Jesus replies by reframing the issue. He does not describe faith mainly as something that must become “large,” but as something that, even when small (like a mustard seed), is effective. His illustration is extreme: a command to a deeply rooted sycamore tree to be uprooted and planted in the sea, and it would “obey.” The point is that genuine faith has real power to accomplish what looks impossible.
Some readers take Jesus’ “if you had faith” as implying the apostles currently have no faith (or not real faith). Others take it as a rhetorical way of stressing how little is needed, without denying that they already have faith.
Some also differ on how to treat the tree-and-sea image. Many see it as a deliberate exaggeration to make a point about what faith can do under God’s authority, rather than a promise that believers can perform any spectacular act they choose. Others allow that it could include literal miraculous power, while still arguing the main emphasis is on God’s ability rather than human control.
The passage uses a conditional (“if you had…”) that can sound either like a criticism or like a teaching device. Also, the example is intentionally unnatural (a mature tree, the sea as a planting place), which invites debate about whether Jesus is describing a concrete scenario or using an unforgettable picture to reset the disciples’ assumptions about “more faith.”
Explicit in the text: the apostles ask for increased faith; Jesus says mustard-seed-sized faith is significant; he describes issuing a command that would be obeyed, using an impossible-sounding image (sycamore tree uprooted and planted in the sea).

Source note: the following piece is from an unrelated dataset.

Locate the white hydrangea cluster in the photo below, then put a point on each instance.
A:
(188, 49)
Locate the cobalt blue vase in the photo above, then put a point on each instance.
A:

Reasonable inference from the flow: the apostles’ request likely responds to the weight of Jesus’ earlier call to persistent forgiveness; Jesus’ answer redirects attention from measuring faith’s “size” to recognizing faith’s effectiveness when it is real and aligned with what Jesus is teaching. Luke 17:1–4 and the follow-up about servants doing their duty (Luke 17:7–10) reinforce a humility-focused setting rather than self-display.